M&A Disputes: When will a corporation be liable for an officer’s or director’s fraud? Supreme Court provides new guidance
Should a corporation be liable for fraud committed by its director or officer where it may also have benefitted? The Supreme Court of Canada grappled with this question recently in the context of a dispute arising from a fraudulent investment scheme to acquire commercial real estate. In Christine DeJong Medicine Professional Corporation v. DBDC Spadina Ltd., the Supreme Court held that a director’s or officer’s fraud is not attributed to the corporation when the fraud is found to be part of a larger fraudulent scheme in which the corporation is also a victim.
Norma and Ronauld Walton (the Waltons) perpetuated a complex multi-million dollar commercial real estate fraud in which the victims included two sets of defrauded investors: Christine DeJong Medicine Professional Corporation and related parties (the CDJ parties) and DBDC Spadina Ltd. and related parties (the DBDC parties). The key issue at the Supreme Court was who ranks in priority to whom in claiming against the proceeds remaining from the sale of certain properties acquired as part of the fraudulent scheme.
The Waltons had convinced the CDJ parties and the DBDC parties to invest equally with the Waltons in project-specific corporations that were to acquire and hold commercial property in Toronto. Each agreement was between the Waltons and the victim investing in the specific corporation. None of the agreements contemplated third-party investors or permitted the investors’ monies to be used for anything other than the purposes of the specific-project investment.
The DBDC parties invested approximately $111 million into certain companies (the DBDC Companies) and the CDJ parties and others invested approximately $4 million into certain other companies (the CDJ Companies). Unbeknownst to the investors, the Waltons misappropriated funds for their own personal benefit, in part by moving money from the DBDC Companies, through their own clearing house, and into the CDJ Companies.
After the fraud was discovered, the Court appointed a receiver who liquidated the properties. The DBDC parties and the CDJ parties sought to recover their losses from the proceeds.
The corporate attribution issue
The “corporate attribution” principle provides a basis to find that the actions of an individual are attributable to a corporation, thereby providing the means to hold a corporation criminally or civilly responsible. Corporate attribution requires two conditions to meet:
- the wrongdoer must be the corporation’s ‘directing mind’. A wrongdoer is not a directing mind unless the wrongful conduct was designed or executed, at least partly, for the benefit of the corporation; and
- the wrongful conduct must have been done within the scope of the wrongdoer’s authority.
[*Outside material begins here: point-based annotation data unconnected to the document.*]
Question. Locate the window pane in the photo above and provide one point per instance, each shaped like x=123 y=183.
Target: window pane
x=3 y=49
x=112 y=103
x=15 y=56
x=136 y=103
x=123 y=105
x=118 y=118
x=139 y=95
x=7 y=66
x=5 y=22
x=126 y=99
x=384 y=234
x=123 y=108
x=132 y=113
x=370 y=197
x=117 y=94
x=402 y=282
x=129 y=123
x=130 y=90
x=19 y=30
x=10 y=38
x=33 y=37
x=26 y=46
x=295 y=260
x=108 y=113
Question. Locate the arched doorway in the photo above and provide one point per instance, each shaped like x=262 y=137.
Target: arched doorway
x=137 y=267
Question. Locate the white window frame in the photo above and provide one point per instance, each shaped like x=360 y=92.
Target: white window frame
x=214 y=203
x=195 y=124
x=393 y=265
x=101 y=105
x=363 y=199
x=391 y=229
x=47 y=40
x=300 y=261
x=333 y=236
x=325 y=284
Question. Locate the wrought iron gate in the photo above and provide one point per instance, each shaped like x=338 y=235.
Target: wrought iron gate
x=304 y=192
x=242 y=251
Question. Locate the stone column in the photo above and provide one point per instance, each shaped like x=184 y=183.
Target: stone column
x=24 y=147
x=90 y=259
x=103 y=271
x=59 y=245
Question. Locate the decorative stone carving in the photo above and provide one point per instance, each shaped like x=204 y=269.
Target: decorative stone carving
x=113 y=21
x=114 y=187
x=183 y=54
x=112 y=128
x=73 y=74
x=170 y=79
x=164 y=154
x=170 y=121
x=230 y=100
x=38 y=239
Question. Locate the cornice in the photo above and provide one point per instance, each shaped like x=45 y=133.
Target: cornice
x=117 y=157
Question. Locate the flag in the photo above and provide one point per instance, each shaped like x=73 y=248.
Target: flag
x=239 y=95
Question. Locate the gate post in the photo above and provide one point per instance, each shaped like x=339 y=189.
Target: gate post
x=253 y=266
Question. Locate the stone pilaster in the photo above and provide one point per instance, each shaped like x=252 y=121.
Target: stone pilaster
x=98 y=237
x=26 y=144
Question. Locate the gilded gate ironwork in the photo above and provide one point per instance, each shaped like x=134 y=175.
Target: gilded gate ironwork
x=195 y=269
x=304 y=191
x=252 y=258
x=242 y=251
The DBDC parties alleged that the CDJ Companies knowingly assisted in the fraud because they were used as conduits in the Waltons’ overall fraudulent scheme. If successful, the DBDC parties would have received the “lion’s share” of the sale proceeds and “overwhelm” the claims of the CDJ parties and other investors.
Significantly, the Supreme Court rejected that argument that the corporate attribution test should be relaxed in civil litigation. It held that courts have the discretion to not apply this test where it would not be in the public interest to do so and in appropriate cases, courts could even “heighten the burden on the party seeking to have the actions of a directing mind attributed to a corporation”.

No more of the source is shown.